Phyllyp looked at Ferren’s handiwork.
He’d dug two crooked but serviceable furrows for planting and made smooth, rounded barrows. Each was about twenty feet long. Every four inches or so, two white seeds rested on top of the ground. It was all Phyllyp could do not to laugh.
“Let me show you a simple trick,” Phyllyp said. He knelt down at the end of one row, touched his index finger to the seeds, poked them down into the ground, and then covered the hole he’d poked’.
“I can do that,” Ferren said, and then set himself to poking seeds into the soil.

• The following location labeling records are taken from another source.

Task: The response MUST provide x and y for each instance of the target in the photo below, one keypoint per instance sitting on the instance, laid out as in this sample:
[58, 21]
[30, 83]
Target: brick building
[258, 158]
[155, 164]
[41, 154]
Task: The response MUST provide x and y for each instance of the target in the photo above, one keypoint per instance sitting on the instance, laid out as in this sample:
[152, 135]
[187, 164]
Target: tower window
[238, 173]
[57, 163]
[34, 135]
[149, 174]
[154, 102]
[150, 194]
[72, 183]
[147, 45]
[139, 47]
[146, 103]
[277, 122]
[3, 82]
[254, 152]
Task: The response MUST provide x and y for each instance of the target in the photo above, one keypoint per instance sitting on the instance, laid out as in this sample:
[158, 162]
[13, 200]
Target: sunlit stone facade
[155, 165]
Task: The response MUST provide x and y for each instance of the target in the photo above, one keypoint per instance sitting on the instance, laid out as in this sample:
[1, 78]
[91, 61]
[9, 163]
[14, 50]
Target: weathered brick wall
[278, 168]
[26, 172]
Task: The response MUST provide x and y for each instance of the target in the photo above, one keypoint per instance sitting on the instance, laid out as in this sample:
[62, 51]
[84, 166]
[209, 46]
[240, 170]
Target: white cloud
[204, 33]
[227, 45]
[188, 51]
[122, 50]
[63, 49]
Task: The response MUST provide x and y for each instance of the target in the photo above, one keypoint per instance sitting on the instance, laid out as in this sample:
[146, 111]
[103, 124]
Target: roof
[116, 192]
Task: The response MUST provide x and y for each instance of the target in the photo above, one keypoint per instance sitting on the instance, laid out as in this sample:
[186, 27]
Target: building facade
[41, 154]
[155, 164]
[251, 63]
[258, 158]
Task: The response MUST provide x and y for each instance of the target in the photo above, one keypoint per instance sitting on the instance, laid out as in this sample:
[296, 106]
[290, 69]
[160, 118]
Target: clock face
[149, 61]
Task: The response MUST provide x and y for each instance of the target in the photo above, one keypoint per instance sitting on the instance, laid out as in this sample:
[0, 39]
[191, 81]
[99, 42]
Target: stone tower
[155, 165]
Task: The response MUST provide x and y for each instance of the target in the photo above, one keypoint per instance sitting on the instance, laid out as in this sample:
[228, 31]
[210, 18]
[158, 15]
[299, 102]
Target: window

Phyllyp headed to the well, where he’d been headed in the first place before Ferrren’s antics ha distracted him. He chuckled to himself, quietly, so the young man wouldn’t hear. At least he’s trying, he thought. And he didn’t snap back at Ewan, even though he wanted to.
Ferren had proven incompetent at every task he’d been set. When he mopped floors, they wound up more dirty than when he’d begun. When he’d been sent to help Phyllyp in the kitchen, the whole Brotherhood had gone en masse to Brother Hubert’s office to complain.
The boy wasn’t even fit to shovel manure. Whe he’d go to the barn or the stables, he’d get kicked by one of the milk cows or by Sharon, the useless old nag they kept around because none of the brothers had the heart to kill her.
Phyllyp drew his water and headed back toward the kitchen. On the way, he glanced back at Ferren, still carefully poking holes in the ground, clearly concentrating.
Maybe he’ll work out after all,he thought.
“There’s so many of them,” Ferren muttered, sweat running down his brow as he carried in a basket of gourds from “his” garden. He looked worried.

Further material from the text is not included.